Primary and secondary outcome measures: Primary outcomes were the change in prevalence of appropriate polypharmacy and hospital admissions. Medication-related problems (eg, adverse drug reactions), medication adherence and quality of life were included as secondary outcomes.
Results: 12 studies were included: 8 RCTs, 2 cluster RCTs and 2 controlled before-and-after studies. 1 study involved computerised decision support and 11 comprised pharmaceutical care approaches across various settings. Appropriateness was measured using validated tools, including the Medication Appropriateness Index, Beers’ criteria and Screening Tool of Older Person’s Prescriptions (STOPP)/ Screening Tool to Alert doctors to Right Treatment (START). The interventions demonstrated a reduction in inappropriate prescribing. Evidence of effect on hospital admissions and medication-related problems was conflicting. No differences in health-related quality of life were reported.

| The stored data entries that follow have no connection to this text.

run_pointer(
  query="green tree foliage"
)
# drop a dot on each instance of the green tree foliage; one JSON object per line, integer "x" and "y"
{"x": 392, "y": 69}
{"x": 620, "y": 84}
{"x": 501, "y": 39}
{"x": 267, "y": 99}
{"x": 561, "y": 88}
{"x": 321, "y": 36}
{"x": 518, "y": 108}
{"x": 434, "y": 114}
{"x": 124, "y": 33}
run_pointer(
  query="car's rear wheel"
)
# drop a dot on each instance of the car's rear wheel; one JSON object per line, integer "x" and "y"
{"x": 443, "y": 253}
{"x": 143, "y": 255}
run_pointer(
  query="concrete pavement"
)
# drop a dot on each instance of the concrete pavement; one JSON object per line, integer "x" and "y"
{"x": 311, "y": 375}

Conclusions: The included interventions demonstrated improvements in appropriate polypharmacy based on reductions in inappropriate prescribing. However, it remains unclear if interventions resulted in clinically significant improvements (eg, in terms of hospital admissions). Future intervention studies would benefit from available guidance on intervention development, evaluation and reporting to facilitate replication in clinical practice.